La COP 23 recense 19 000 participants pour cette édition. Crédit cop23.unfccc.int

 

La 23e conférence climat de l’ONU est administré par le Premier ministre fidjien Frank Bainimarama. Elle démarre sous un vent de malaise emmené par les contradictions américaines.

 

L'année 2017 atteint des «​ record en termes de coût humain, social et économique des catastrophes naturelles », indique le programme de l’ONU pour l’environnement.
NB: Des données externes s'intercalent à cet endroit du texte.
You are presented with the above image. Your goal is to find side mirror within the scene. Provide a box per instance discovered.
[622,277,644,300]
La 23e Conférence des Nations unies sur le climat (COP) commence lundi 6 novembre à Bonn, en Allemagne. Le chef de gouvernement des îles Fidji préside l’assemblée durant deux semaines. Les conséquences du réchauffement climatique sur ce petit archipel du Pacifique l’érigent en symbole de la COP 23. Le niveau de la mer du sud monte de six millimètres par an et la menace permanente de violents cyclones plane. En plus des inondations en série, la salinisation des terres agricoles côtières les rend incultivables. « Nous affrontons une situation dans laquelle un seul événement qui frapperait directement les Fidji serait susceptible d’annihiler des années de développement et nous ferait repartir des dizaines d’années en arrière », alerte Frank Bainimarama, le Premier ministre fidjien, qui devrait exhorter la communauté internationale à accélérer la mise en œuvre de l’accord de Paris. 

 

Un traité d’actualité

 

L’objectif de la COP 21 en 2015 : contenir le réchauffement sous le seuil des 2 °C. L’engouement des 170 états ayant ratifié l’accord de 2015 faiblit. Les Etats-Unis, deuxième plus gros émetteur de gaz à effet de serre, annonçaient en juin dernier leur retrait du traité. Cette décision du président Donald Trump, heureux climatosceptique, a entraîné la création d’un mouvement d’opposition : We Are Still [Nous sommes toujours dans l’Accord de Paris, ndlr]. Des états, villes, entreprises, investisseurs et universités américains se rassemblent pour s’assurer de l’engagement continu des Etats-Unis. « C’est l’autre voix de l’Amérique, de ceux qui ont compris que le réchauffement était une énorme menace pour notre sécurité mais aussi une formidable opportunité économique, portée par l’essor des énergies renouvelables », affirme Alden Meyer, militant du mouvement.